Seriously though, this is hilarious. Count the number of blame assignments in the article:
- council chiefs were blamed for not gritting enough.
- transport chiefs were blamed for being generally crap (my personal choice. National Express East Anglia couldn't even be bothered to keep a proper website up and running. I haven't bothered linking to their site as there's a good chance it won't be up. F*** 'em.)
- Boris Johnson was blamed for ordering the suspension of all London bus services, unprecedented since the Blitz.
- Boris blamed a huge volume of snow and a lack of snow ploughs.

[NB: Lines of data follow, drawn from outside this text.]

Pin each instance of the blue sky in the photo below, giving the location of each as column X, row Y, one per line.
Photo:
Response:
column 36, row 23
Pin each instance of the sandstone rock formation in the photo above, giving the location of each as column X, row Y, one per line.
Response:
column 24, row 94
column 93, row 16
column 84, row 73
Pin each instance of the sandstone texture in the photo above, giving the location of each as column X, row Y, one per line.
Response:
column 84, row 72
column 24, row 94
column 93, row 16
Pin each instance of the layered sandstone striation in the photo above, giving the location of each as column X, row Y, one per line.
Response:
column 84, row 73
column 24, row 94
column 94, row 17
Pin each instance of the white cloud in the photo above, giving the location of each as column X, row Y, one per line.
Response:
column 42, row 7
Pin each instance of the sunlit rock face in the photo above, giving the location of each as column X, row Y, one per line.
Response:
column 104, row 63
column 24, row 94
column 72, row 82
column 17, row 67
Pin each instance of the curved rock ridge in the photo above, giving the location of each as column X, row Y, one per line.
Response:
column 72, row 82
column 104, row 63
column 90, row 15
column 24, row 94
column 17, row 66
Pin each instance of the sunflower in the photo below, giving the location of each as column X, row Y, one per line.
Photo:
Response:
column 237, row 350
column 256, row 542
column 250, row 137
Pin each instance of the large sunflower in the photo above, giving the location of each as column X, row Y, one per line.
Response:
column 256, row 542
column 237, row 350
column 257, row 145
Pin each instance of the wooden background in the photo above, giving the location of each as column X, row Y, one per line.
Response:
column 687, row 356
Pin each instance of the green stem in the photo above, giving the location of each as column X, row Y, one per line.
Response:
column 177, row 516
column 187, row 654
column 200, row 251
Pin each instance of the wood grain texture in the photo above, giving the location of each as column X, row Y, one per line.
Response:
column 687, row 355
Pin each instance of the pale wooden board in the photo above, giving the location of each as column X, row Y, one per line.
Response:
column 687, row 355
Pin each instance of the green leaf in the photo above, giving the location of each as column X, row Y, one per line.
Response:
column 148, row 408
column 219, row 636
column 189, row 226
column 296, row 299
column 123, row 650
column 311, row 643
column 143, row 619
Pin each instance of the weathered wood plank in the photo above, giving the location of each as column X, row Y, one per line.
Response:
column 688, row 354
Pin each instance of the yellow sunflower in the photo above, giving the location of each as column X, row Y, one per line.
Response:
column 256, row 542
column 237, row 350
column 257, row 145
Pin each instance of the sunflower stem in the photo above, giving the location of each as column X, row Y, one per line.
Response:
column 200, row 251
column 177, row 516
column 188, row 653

- Local councils claimed the snow was too heavy for their snow ploughs to work.
- 'The wrong kind of snow' got blamed (resurrecting the classic British Rail excuse of 1991).
- One council leader blamed a lack of overnight traffic overnight followed by a lot of cars in the morning, which 'compacted the snow'. (??)
- Motorists blamed the Highways Agency for not gritting properly.
- The Highways Agency blamed HGVs for blocking roads.
- TfL blamed local councils for not keeping the 95 percent of the road network which they are responsible for, gritted.
- The chairman of the Local Government Association's Environment Board blamed 'other organisations' for scapegoating local councils.
- The Shadow Transport Secretary blamed the Government.
- Peter Mandelson blamed xenophobic strikers.
- I blamed Peter Mandelson.
- A worker at Waterstone's bookstore in Oxford Street blamed the rest of the world.
As Alan Partridge might have said: "this country..."
To quote the I Ching: "no blame".
1 comment:
Brilliant!
At work, I've got four Polish and one Canadian at my 'management level'. All were agreed on the essential hilarity of the situation, and that their countries would shut down if the response to the onset of 'extreme weather' were so inept.
Plenty of blame to go round, but one things for sure. It's the last thing the country needed when we're facing the worst economic conditions for more than 150 years!